If you love the freedom of a wireless world filled with free Google services, you can go all in with DROID. If you want most of that, and are heavily invested in iTunes and Apple, then iPhone might be a better fit.
Media: iPod vs. ??
The iPhone is, according to Apple, the best iPod they've ever made, and if you're interested in a media-equipped phone, that's hard to ignore. As we just discussed, the iPhone enjoys incredibly easy and increasingly robust sync with iTunes, and the massive music, movie, TV, podcast, and other content the iTunes store provides. And that's not even counting your existing iTunes content, if you've already ripped your CDs, DVDs, and other media into iTunes-supported format.
That last part is just as important, however. Not all media is supported by iTunes, and so it's not all supported by the iPhone. If you've built up a collection of Xvid, DivX, MKV, OGG Vorbis, etc. content (all from legitimate sources, of course), the iPhone won't play them unless and until you convert them to MP3/AAC or H.264 MP4. And that can be a hassle.
Now, Android's built in music player is... anemic, and its movie player even more so, but given their open environment if there's a format they don't play, there's a good chance you can find an app that will play it (or that one will be developed). It might not be as slick or elegant as the iPhone's iPod player, but if you need to play those formats, does it really matter?

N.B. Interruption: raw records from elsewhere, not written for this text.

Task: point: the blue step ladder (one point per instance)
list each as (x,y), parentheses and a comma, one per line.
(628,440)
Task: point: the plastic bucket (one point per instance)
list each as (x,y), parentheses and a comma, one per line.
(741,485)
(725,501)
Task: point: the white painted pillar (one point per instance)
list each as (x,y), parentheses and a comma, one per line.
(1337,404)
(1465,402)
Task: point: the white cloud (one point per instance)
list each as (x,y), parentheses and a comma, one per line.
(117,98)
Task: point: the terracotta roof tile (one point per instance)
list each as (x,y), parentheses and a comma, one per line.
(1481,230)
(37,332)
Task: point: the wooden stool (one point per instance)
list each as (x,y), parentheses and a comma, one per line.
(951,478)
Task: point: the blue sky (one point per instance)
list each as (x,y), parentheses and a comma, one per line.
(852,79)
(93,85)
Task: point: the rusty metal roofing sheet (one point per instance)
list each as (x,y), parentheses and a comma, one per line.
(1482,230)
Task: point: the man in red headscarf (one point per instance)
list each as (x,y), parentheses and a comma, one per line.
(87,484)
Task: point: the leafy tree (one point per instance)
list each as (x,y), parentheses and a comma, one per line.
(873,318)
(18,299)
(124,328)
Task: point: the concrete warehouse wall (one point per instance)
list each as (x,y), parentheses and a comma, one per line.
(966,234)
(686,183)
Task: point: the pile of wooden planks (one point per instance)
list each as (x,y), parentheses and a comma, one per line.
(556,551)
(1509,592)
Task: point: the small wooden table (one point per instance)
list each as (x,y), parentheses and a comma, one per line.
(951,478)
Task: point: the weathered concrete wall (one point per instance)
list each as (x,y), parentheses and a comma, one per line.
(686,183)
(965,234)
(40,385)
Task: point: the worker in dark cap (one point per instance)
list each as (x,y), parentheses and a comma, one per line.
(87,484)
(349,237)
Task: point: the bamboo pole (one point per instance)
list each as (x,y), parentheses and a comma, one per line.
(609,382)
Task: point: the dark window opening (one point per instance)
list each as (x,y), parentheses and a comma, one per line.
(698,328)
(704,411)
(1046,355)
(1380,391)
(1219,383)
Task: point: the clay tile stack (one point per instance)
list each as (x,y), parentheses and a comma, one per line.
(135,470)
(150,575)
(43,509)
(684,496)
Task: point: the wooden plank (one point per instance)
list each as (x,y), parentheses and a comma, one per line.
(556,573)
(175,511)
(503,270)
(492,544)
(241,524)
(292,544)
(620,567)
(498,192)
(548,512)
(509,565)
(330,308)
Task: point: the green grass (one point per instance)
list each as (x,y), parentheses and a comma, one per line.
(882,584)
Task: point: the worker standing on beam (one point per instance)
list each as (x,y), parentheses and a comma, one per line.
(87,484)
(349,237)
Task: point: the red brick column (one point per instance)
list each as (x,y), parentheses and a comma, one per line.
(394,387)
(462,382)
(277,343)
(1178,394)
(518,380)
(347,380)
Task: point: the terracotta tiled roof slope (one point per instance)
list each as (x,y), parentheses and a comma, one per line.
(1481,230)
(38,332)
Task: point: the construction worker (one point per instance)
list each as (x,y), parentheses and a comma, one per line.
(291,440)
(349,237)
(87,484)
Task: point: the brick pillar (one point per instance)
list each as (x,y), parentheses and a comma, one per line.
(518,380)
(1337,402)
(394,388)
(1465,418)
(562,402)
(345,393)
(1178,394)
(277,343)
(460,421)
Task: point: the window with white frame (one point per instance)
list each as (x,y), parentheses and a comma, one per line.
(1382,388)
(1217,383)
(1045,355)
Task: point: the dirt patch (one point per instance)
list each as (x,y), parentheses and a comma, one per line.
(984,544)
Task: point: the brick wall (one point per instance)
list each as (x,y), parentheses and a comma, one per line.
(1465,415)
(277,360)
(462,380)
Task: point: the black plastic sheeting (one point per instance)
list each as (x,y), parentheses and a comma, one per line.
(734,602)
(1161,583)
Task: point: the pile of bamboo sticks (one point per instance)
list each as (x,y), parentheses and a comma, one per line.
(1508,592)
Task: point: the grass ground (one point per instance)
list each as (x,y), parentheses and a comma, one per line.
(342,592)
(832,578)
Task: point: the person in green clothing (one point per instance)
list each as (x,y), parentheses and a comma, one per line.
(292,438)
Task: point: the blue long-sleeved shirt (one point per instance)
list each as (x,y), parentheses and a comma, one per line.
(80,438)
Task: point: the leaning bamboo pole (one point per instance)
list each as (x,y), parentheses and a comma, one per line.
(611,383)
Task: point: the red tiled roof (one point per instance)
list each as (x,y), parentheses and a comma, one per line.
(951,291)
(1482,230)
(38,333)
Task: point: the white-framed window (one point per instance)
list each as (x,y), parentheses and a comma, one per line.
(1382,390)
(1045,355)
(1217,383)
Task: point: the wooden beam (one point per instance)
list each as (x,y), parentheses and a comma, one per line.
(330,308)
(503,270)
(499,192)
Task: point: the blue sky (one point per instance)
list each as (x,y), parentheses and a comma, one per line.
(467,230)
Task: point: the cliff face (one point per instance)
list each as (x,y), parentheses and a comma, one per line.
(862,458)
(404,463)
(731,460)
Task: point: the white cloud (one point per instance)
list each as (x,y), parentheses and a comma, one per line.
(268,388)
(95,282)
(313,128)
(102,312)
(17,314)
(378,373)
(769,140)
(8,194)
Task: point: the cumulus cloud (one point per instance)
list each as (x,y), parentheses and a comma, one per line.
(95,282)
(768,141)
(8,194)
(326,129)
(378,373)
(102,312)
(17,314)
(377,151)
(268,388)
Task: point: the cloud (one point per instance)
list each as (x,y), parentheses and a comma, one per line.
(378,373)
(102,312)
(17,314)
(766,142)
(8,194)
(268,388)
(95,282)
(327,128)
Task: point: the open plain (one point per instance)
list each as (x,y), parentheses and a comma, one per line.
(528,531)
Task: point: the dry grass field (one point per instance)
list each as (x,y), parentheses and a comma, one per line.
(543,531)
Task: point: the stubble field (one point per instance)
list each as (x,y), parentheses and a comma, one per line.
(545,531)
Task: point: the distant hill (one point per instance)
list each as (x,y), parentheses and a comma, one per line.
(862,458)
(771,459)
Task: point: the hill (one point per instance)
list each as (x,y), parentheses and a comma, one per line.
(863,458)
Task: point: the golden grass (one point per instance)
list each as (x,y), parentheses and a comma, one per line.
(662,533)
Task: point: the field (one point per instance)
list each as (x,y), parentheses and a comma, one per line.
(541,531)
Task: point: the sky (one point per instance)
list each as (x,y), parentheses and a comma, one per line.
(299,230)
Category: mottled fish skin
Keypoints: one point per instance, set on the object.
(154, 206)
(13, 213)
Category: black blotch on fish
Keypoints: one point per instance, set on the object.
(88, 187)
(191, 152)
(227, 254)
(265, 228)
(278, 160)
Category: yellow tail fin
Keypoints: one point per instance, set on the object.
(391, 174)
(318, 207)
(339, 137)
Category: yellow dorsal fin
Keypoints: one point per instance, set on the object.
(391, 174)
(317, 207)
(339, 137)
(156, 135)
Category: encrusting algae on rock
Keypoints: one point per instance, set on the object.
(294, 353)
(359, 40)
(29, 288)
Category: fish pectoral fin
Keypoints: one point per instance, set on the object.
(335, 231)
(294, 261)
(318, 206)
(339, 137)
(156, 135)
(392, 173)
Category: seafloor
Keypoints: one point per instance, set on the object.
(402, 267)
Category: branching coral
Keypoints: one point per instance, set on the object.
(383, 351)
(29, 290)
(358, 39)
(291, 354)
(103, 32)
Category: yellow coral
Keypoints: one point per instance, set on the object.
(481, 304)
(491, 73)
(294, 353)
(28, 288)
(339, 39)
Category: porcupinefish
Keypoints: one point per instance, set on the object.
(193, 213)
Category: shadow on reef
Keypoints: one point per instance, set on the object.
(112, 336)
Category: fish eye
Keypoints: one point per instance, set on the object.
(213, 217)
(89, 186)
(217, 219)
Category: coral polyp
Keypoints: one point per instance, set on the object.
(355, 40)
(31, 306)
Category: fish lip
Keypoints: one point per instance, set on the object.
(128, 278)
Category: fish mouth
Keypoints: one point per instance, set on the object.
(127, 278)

User-Experience: Design vs. Engineering
There's no simpler way to put it, Google is an engineering company while Apple is a design company. The DROID was constructed to meet a set of features. The iPhone was crafted to meet the exacting tastes and incredible demands of one Steve Jobs. That might sound funny, but it's the difference between something that sounded usable in the schematics, and something that just works in the real world.

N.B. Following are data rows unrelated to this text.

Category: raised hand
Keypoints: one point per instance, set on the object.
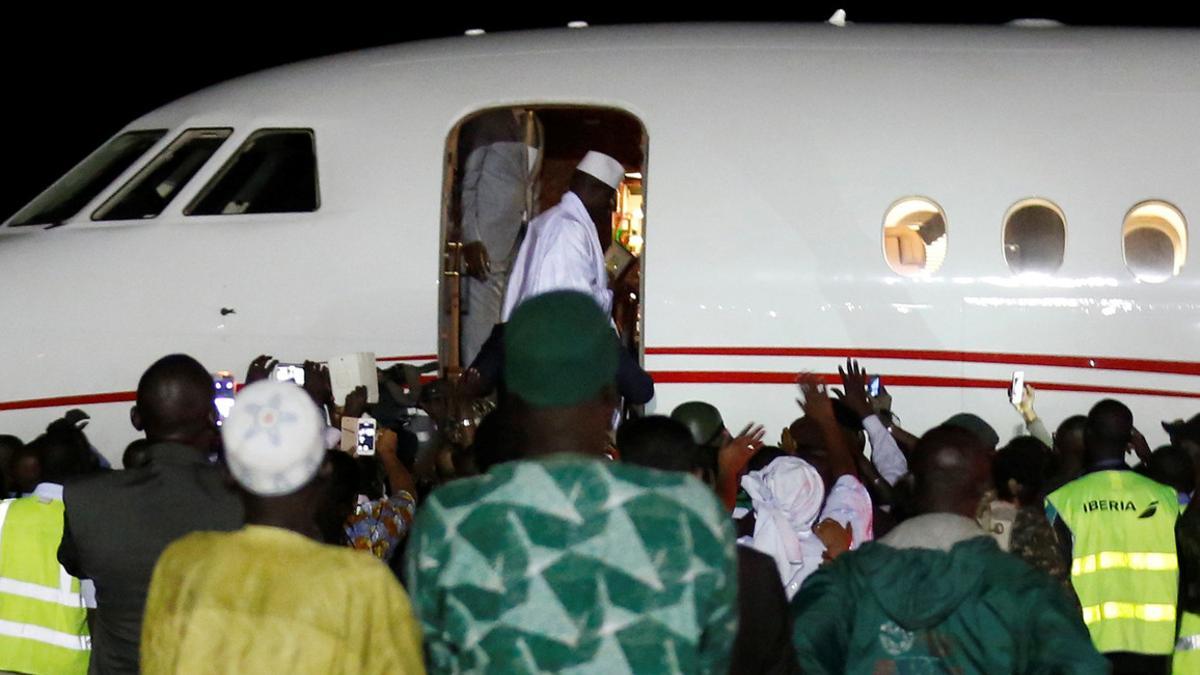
(261, 369)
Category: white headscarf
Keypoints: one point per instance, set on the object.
(787, 497)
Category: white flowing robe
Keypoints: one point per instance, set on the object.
(561, 251)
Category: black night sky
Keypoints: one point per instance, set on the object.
(73, 78)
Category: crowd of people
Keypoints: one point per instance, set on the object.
(504, 523)
(546, 541)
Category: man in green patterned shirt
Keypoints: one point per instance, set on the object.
(564, 561)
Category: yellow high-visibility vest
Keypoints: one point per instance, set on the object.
(1125, 568)
(43, 621)
(1187, 647)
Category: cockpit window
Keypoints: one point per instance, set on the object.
(274, 172)
(149, 192)
(88, 179)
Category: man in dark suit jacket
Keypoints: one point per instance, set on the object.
(119, 523)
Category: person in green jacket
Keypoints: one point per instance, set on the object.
(937, 595)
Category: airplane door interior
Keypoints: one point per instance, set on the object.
(503, 167)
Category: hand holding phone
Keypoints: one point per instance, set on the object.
(225, 387)
(289, 372)
(1017, 388)
(366, 436)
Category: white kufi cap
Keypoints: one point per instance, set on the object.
(274, 438)
(603, 167)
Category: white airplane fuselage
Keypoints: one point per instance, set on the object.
(773, 154)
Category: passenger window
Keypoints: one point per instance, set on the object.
(1155, 242)
(149, 192)
(915, 237)
(1035, 237)
(274, 172)
(88, 179)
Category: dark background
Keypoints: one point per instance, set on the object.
(71, 78)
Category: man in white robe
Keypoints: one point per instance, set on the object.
(562, 248)
(497, 185)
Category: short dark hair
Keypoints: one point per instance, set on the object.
(658, 442)
(1109, 430)
(63, 453)
(1025, 460)
(1171, 465)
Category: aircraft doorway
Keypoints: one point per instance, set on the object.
(504, 167)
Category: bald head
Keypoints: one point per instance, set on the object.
(175, 402)
(952, 470)
(1108, 431)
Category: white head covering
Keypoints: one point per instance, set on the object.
(603, 167)
(786, 496)
(274, 438)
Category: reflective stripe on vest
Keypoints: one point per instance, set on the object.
(42, 619)
(46, 635)
(1125, 569)
(1117, 560)
(1109, 611)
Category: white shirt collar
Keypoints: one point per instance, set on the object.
(48, 491)
(571, 202)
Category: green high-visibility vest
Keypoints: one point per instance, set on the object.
(43, 622)
(1125, 568)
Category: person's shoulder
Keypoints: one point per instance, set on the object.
(106, 487)
(193, 547)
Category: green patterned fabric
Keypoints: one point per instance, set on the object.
(573, 565)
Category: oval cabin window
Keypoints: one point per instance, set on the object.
(1035, 237)
(1155, 242)
(915, 237)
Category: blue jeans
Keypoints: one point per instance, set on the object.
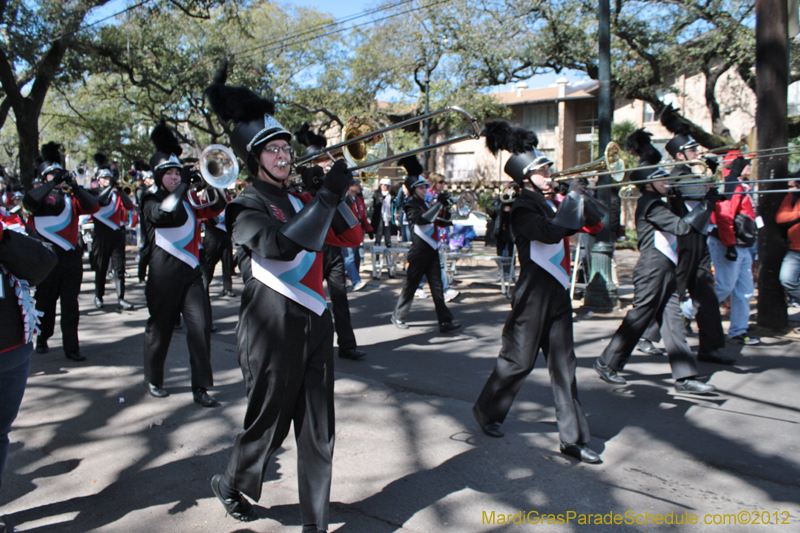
(350, 268)
(734, 279)
(790, 274)
(14, 367)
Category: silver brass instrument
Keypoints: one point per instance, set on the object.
(365, 148)
(219, 169)
(611, 163)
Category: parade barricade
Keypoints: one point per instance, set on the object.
(506, 279)
(386, 258)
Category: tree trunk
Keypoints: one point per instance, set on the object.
(28, 135)
(772, 76)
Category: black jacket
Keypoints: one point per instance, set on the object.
(27, 259)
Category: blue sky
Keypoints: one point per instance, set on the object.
(346, 8)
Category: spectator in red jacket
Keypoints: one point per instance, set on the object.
(789, 216)
(729, 243)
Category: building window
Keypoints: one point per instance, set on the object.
(459, 168)
(540, 118)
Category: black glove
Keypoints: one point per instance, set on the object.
(60, 176)
(713, 196)
(69, 179)
(190, 176)
(338, 178)
(312, 177)
(577, 185)
(736, 166)
(711, 162)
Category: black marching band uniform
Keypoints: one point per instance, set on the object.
(109, 236)
(333, 271)
(423, 256)
(285, 335)
(54, 216)
(655, 283)
(541, 309)
(693, 273)
(174, 282)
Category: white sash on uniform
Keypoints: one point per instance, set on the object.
(174, 240)
(286, 277)
(48, 227)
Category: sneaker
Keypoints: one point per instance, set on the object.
(744, 339)
(450, 294)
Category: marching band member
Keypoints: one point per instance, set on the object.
(655, 284)
(423, 256)
(285, 335)
(541, 309)
(109, 235)
(693, 273)
(175, 281)
(54, 216)
(24, 262)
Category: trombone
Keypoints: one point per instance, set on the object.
(365, 148)
(611, 163)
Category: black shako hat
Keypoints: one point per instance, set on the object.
(168, 151)
(680, 128)
(522, 143)
(252, 116)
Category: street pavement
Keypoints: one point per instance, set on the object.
(91, 451)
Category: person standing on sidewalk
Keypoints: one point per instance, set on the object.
(733, 234)
(541, 309)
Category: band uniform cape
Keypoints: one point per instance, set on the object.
(655, 284)
(285, 345)
(541, 317)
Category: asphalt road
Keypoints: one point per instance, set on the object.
(91, 451)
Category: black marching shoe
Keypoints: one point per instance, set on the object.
(155, 390)
(693, 386)
(489, 426)
(202, 397)
(581, 452)
(645, 346)
(75, 356)
(236, 506)
(352, 353)
(714, 356)
(608, 374)
(400, 325)
(444, 327)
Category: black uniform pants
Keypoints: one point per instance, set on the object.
(541, 319)
(333, 272)
(108, 246)
(655, 298)
(218, 247)
(63, 282)
(699, 283)
(286, 357)
(167, 298)
(423, 261)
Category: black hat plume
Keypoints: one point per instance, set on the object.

Android 2.0 is no doubt leaps and bounds ahead of Android 1.x (which famously presented users with a Google Search box and flashing cursor when no keyboard was present with which to enter any input), as DROID hardware is ahead of the original T-Mobile G1. It will even recognize desk and driving docks and become "finger friendlier" on contact.

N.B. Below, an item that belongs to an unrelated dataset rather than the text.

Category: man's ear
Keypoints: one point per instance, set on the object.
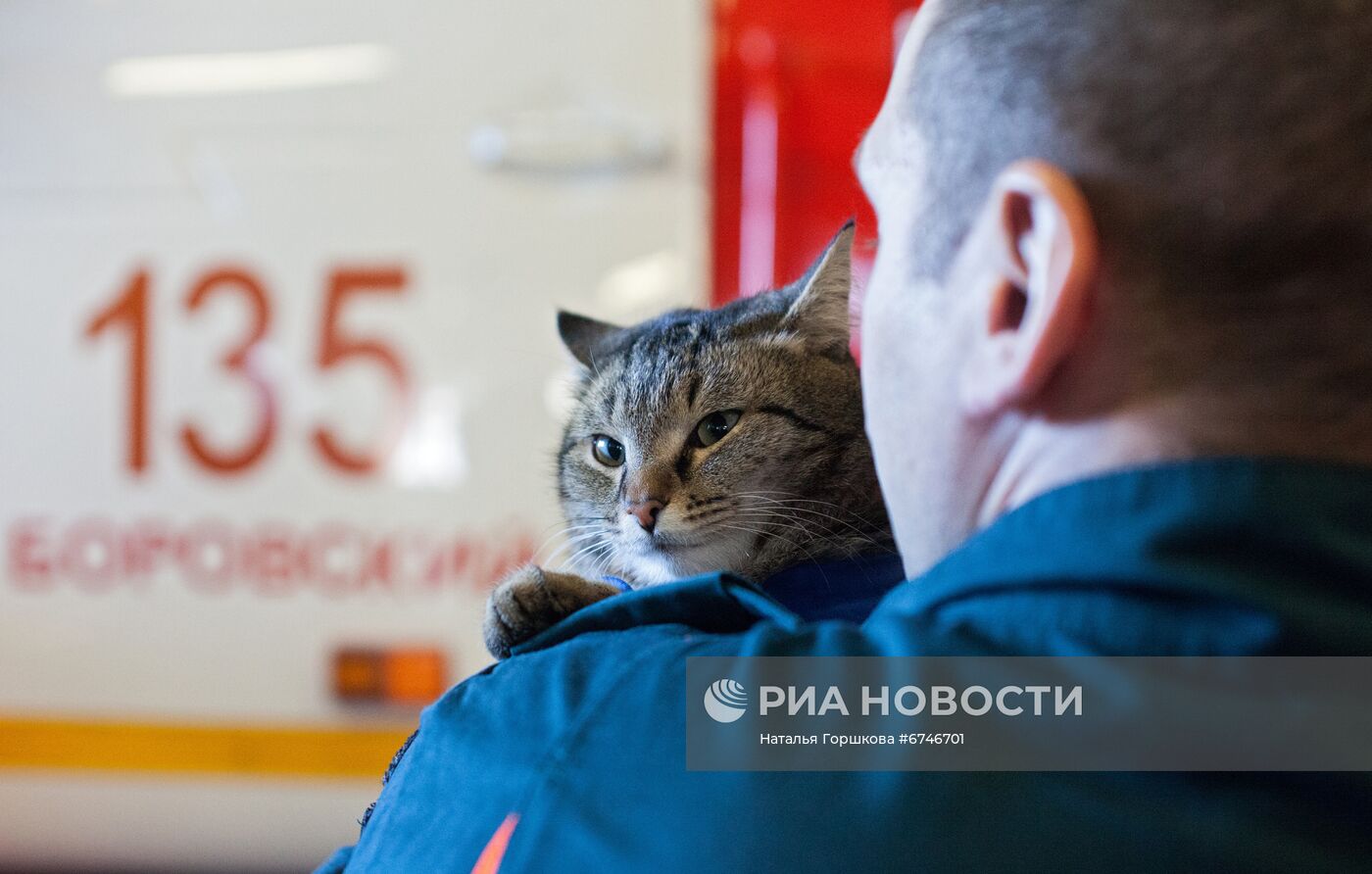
(819, 315)
(582, 336)
(1039, 269)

Notwithstanding the lack of multitouch mentioned above, however, there's a reason why even the original iPhone revolutionized the smartphone space long before the App Store showed up -- it's interface is pure usability. From 2 year old to octogenarian, it's intuitive and consistent, and you can never underestimate the importance of -- or difficulty in achieving -- both of those.
Again, many consumers may not care. Good enough is often good enough.
Conclusion: Which One Should You Buy?
If you have to have Verizon, don't need to travel internationally, love you a physical keyboard, want everything Google has to offer, are a spec-fiend, chronic multi-tasker, and want a device that's arguably more complex but also arguably more flexible, this -- cliche warning -- might just be the DROID you're looking for.
If AT&T and international GSM compatibility is your priority, you consider virtual keyboards to be the future, are invested in the Apple/iTunes ecosystem, want those 100,000 apps unlimited by storage concerns, are a multitouch fanatic, want to talk while you surf 3G, and want a device that arguably is controlled and compromised but is also arguably the most usable on the planet, the iPhone 3GS could be what you want.
Try both. Try the Palm Pre as well while you're at it. Take them home if you can and use each for a while. Return the one(s) that doesn't suit you and enjoy the one that does. And just remember -- the smartphone space is evolving rapidly again. You can bet both Google and Apple are both hard at work on the next, even better version(s) of their devices.